We do not yet have a remote repository to push
to, so we will save that for later. For now, we will continue to work locally. Let’s add an image to our repository so that we can test it. I am going to use the UTA Logo for this example. You can download this and variations from the UTA Branding Resources page.
Create a new imgs
folder and add your image(s) to it. We can then add the directory along with all of its contents using git add imgs
. You can see the status of your repository by running git status
again. Let’s go ahead and commit
these changes.
git commit -am "Added the UTA logo."
Making a Change
For this project, we don’t really need to have a bunch of test images. It is sufficient to have one or two. The name of our image folder should probably change to reflect its purpose. Let’s start by renaming imgs
to test_imgs
. We can do this with the mv
command in bash. Our repository will now look like this:
$ git status
On branch main
Changes not staged for commit:
(use "git add/rm <file>..." to update what will be committed)
(use "git restore <file>..." to discard changes in working directory)
deleted: imgs/uta.png
Untracked files:
(use "git add <file>..." to include in what will be committed)
test_imgs/
no changes added to commit (use "git add" and/or "git commit -a")
This might be a tad unexpected. We renamed the folder, but Git is telling us that we deleted a file. This is because Git is tracking the file imgs/uta.png
. When we renamed the folder, Git no longer knew where to find the file. We can fix this by running git rm imgs/uta.png
. This will remove the file from the repository. We can then add the new folder with git add test_imgs
. However, if we simply use git add test_imgs
, Git will not know that we renamed the folder. We can fix this by using the -A
flag. This will tell Git to add all changes, including renames. Our repository will now look like this:
$ git status
On branch main
Changes to be committed:
(use "git restore --staged <file>..." to unstage)
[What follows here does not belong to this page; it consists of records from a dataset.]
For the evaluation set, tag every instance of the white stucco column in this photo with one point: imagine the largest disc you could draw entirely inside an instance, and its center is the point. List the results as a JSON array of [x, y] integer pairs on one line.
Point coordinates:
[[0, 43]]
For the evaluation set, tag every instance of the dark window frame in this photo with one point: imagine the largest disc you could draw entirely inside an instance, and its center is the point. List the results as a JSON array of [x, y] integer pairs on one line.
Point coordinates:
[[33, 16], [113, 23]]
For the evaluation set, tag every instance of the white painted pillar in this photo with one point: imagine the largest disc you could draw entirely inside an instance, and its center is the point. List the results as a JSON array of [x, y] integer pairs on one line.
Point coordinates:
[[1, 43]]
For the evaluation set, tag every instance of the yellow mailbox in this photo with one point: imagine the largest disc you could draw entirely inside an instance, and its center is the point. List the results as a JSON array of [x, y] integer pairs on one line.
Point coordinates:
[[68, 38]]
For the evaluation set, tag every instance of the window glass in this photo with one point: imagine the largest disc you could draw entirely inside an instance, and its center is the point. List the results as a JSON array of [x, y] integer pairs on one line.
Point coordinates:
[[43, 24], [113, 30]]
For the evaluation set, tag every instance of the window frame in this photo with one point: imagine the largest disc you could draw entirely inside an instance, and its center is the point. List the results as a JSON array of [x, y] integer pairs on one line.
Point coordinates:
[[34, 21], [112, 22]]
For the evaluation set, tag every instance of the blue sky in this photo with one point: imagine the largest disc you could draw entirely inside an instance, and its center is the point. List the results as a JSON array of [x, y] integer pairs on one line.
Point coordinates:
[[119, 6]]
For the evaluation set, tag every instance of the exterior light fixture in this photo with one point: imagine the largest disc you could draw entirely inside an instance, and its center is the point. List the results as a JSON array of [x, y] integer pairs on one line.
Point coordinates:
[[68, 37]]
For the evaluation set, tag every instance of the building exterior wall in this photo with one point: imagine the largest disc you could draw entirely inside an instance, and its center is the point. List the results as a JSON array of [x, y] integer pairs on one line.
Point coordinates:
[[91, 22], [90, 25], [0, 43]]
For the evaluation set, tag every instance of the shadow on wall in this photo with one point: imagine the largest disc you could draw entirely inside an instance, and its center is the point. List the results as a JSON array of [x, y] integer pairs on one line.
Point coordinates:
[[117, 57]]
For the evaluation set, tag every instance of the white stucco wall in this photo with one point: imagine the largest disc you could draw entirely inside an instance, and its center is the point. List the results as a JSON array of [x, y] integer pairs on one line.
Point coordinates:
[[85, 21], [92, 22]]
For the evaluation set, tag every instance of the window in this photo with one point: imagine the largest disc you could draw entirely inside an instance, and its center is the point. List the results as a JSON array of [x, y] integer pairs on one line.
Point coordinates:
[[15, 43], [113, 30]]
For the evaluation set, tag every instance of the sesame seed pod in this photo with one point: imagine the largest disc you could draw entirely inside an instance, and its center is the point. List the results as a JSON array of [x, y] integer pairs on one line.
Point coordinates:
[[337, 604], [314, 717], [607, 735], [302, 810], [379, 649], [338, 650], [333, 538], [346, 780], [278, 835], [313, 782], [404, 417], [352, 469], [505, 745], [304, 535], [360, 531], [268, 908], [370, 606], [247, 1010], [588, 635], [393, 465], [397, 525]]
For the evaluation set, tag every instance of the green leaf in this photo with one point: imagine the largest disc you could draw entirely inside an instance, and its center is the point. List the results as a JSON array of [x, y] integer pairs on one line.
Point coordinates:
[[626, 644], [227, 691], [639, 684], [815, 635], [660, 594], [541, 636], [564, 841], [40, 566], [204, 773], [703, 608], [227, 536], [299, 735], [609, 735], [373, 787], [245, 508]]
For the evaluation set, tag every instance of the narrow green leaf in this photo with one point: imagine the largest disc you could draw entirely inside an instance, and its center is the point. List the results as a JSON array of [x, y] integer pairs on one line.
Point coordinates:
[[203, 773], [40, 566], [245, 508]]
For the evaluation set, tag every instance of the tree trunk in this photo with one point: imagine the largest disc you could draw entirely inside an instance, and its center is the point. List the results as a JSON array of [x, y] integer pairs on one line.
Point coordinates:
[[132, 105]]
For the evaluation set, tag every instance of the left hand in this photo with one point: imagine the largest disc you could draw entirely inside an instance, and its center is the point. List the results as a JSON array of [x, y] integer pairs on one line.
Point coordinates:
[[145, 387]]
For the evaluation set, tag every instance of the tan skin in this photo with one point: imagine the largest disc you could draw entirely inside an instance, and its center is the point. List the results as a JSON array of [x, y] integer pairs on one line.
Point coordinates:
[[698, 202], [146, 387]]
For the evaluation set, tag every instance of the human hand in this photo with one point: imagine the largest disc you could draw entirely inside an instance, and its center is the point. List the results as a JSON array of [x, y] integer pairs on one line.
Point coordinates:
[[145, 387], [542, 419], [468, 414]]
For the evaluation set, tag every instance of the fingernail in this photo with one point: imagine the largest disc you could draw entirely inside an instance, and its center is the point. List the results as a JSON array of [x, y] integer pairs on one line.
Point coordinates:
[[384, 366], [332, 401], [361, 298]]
renamed: imgs/uta.png -> test_imgs/uta.png
Go ahead and commit
these changes.
Ignoring Files
There are certain files and directories that will end up in our project folder that we do not want to track. For example, we may want to resize images and save them in a local output
directory. However, we do not want to track any of these images. We can have Git remember what we want or do not want using an ignore file. This file will contain a list of files and directories that we want to ignore. Let’s create a .gitignore
file and add the following line:
output/
Make sure you add and commit the .gitignore
file.
Branching
Let’s go ahead and test our program by resizing one of our images. I’m going to to resize uta.png
to have a width of 500 pixels using the following command.
python pyresize.py test_imgs/uta.png 500
Our program doesn’t support creating a new file when resizing. Instead, it resizes the file and overwrites the original. We should add this feature and modify it without messing up our current code base. This is where branching comes in. We can create a new branch that will contain our new feature. We can then test it and merge it back into the main branch once we are happy with it.
Every commit
that we make is a snapshot of the entire project up to that point. There is a unique identifier attached to each commit. If we want to work on a specific bug or new feature without affecting the current code base, we can create a branch to track those changes independently of the other branches. The main benefits are that we can potentially break the code base without affecting the production-ready code. We can also work on multiple features at the same time without affecting each other.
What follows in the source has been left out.